In my recovery from being an alcoholic, I have realized that reality is quite frightening to me. What it is that I want in my life and then it hits me and I ask myself "Have I come to a dead-end street?"... "Have the lights been turned off, forever?" ..."Where is the light?"..."which direction do I go?"..."what is wrong with me?"...these are an addicts fears.
So I pause and desire to go forward and that is where my daughter Alex comes in, she tells me that it is possible to continue to work, I'm not completely dead, or disabled. Persists is her middle name. My strength is my daughter Jilly, she fights to believe in her higher power and clings to it, that its the right direction and that her inner voice is the choice and decision she makes, and pushing out the negative.
I am babbling on and on, my mind is focused on that job I applied for. It is a live-in position as a care giver. He is allowing me to stay at his Dads house, rent free and going to pay wages to me. He called me this morning telling me him and his brother will be reviewing the applications and will get back to me, but his Dad is in a care home facility and has to remain there for 3-4 weeks because of the medi-care rules.

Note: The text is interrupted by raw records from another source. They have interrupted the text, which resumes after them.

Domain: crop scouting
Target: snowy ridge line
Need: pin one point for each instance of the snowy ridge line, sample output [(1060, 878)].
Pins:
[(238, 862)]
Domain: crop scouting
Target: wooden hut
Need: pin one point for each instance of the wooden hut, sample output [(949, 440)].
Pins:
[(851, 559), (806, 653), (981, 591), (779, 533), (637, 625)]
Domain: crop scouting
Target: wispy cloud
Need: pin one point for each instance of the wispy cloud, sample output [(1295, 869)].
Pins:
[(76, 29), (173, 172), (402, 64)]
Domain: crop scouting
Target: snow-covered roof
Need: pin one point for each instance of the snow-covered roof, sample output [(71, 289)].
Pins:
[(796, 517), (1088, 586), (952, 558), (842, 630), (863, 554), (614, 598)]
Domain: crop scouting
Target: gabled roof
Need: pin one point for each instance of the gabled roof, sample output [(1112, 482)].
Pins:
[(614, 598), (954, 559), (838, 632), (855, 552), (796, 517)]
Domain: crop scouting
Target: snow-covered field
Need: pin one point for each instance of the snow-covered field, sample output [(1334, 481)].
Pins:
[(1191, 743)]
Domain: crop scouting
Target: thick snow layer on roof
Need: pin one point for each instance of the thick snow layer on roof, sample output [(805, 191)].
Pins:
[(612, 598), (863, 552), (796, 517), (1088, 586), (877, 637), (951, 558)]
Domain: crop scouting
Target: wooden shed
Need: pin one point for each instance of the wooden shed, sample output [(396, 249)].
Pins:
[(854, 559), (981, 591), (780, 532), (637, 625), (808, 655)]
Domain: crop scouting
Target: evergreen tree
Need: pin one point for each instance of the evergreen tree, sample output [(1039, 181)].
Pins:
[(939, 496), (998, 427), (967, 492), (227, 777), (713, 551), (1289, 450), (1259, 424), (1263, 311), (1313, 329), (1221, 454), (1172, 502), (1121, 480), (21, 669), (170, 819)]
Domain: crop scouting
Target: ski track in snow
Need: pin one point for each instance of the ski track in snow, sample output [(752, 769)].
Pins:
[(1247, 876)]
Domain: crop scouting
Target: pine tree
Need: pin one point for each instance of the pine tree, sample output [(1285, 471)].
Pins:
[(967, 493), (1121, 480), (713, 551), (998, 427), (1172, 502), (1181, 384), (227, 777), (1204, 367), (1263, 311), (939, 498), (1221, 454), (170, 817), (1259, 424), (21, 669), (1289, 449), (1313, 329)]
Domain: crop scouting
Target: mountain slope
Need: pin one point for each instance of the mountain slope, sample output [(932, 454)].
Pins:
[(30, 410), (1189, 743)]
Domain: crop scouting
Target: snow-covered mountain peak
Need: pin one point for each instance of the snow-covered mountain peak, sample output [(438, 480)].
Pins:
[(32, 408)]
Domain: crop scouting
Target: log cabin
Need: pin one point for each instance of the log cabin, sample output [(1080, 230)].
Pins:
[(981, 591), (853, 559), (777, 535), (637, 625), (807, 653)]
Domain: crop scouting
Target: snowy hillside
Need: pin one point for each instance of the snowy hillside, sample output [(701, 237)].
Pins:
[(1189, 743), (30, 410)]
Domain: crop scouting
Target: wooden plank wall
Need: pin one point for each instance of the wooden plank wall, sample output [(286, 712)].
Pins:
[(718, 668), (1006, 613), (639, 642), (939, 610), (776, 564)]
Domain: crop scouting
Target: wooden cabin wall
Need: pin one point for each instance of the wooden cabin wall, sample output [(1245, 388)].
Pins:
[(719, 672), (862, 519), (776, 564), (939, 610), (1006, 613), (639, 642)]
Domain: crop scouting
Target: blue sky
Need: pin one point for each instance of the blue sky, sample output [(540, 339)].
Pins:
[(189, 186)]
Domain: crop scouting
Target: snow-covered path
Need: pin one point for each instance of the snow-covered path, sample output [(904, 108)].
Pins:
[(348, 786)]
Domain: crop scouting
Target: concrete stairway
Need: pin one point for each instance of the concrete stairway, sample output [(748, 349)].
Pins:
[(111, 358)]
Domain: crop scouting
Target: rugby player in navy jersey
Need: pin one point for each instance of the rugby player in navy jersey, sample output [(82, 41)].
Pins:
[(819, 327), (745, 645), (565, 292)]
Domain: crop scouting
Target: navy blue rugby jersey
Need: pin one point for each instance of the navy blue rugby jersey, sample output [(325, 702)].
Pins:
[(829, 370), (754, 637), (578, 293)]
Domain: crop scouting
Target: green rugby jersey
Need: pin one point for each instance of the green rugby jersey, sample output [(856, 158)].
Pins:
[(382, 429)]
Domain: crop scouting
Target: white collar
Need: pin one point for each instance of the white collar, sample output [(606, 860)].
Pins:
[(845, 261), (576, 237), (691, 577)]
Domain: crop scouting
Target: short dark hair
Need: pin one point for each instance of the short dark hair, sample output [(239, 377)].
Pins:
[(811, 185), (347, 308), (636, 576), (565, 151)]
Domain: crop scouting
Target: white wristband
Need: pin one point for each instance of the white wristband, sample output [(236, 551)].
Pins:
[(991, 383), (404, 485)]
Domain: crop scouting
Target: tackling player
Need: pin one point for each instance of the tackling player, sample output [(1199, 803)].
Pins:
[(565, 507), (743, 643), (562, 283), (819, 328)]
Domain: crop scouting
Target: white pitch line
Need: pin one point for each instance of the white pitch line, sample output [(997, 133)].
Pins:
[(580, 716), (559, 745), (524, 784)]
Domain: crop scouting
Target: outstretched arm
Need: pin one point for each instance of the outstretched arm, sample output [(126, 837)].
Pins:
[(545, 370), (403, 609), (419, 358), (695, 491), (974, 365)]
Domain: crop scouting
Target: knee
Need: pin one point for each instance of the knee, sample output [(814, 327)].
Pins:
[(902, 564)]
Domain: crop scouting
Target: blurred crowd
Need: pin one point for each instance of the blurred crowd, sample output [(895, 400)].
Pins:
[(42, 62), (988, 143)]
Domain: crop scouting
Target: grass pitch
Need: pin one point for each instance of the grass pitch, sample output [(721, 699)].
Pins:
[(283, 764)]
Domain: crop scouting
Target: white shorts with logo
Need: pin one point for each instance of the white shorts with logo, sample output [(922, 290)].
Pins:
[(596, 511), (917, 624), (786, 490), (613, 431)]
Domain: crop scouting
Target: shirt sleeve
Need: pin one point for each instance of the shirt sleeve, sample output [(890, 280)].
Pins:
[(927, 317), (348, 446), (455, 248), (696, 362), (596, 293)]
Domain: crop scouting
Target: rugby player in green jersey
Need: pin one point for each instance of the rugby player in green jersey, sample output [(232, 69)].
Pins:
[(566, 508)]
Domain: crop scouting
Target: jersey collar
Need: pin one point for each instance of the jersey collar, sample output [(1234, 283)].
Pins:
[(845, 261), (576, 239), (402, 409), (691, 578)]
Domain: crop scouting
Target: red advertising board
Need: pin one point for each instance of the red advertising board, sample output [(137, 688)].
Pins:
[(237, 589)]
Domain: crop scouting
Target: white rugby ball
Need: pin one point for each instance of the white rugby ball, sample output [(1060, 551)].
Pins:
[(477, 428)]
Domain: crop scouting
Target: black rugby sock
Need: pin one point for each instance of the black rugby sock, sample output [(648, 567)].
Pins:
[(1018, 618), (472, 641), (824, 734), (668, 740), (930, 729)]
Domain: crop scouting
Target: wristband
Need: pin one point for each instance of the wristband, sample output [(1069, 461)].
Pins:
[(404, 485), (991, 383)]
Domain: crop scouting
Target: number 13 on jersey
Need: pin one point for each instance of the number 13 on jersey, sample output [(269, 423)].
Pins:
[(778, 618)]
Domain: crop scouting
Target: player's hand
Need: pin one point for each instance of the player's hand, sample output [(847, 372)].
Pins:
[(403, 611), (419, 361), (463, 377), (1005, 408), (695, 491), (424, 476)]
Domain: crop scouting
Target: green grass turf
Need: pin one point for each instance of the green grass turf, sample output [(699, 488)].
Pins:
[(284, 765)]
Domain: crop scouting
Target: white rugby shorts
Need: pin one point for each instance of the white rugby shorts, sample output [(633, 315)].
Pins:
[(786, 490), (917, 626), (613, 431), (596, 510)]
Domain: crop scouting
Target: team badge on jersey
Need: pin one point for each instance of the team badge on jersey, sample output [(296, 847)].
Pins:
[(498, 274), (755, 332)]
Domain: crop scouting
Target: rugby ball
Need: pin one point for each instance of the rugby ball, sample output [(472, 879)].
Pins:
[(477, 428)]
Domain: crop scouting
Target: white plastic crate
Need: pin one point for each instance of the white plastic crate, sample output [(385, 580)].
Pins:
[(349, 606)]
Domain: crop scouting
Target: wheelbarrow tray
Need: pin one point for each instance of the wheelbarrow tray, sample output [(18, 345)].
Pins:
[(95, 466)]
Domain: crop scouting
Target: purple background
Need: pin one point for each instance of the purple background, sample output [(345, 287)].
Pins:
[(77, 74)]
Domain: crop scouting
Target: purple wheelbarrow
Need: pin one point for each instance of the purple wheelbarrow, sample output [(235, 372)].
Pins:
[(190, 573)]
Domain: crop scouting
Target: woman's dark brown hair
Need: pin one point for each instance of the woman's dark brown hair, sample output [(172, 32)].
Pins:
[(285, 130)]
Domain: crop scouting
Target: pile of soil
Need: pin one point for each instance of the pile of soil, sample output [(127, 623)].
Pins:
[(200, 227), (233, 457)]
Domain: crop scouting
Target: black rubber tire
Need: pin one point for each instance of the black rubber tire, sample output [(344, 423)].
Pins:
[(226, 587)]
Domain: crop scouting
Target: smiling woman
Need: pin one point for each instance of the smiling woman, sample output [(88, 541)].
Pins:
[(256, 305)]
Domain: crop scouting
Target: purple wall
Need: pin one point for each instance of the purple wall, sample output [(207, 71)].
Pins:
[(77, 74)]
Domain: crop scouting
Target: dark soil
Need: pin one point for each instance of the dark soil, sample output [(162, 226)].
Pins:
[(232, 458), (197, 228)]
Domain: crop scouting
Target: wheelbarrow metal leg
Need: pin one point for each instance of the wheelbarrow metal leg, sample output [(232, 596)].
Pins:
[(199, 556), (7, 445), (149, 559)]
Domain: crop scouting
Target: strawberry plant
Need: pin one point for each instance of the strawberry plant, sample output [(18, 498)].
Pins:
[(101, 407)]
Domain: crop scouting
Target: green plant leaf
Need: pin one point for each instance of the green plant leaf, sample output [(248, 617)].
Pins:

Only thing is that I am afraid of getting it because my self esteem and my abilities of caring for him. I haven't done nursing in so long, returning back to work, especially a live-in position has put a little fear into me on whether or not I am able to preform this responsibility. But more of me wants to because I miss working, as I use to be a workaholic. I miss the rush in the beginning of a shift and the ending of one. My miss my co-workers and being able to make the patients pleased with the care I give them.
Darn, I am not able to say exactly what it is I want to say, its all mumbling to me...I have a little anxiety now and then, and I found out what helps and that is to walk somewhere kinda fast, but I am so out of shape.
Another thing is that my boyfriend needs me, and he says he will miss me. I will diffidently miss him, he needs someone to help him keep his house cleaned.
"Will I be able to preform with my disability?"..."my pain?"...and "Being on these pain medications?"...I would have to stop taking the ones that keep me confused seeing that the patient is confused, it would be like the blind leading the blind. I know that I could quit because I have quit so many other addictions in my live and I can become addicted to my work again. My fear is that when my pain reaches to high of a level and I am not able to preform to help him. I've gone to the emergency room because of my pain level reaching the highest level, causing me to vomit and not being able to keep my eyes open. I get a headache like a migraine and it causes me to vomit. These are my fears.
Anywho, thanks for reading my jumbling and rambling on...have a great weekend !!!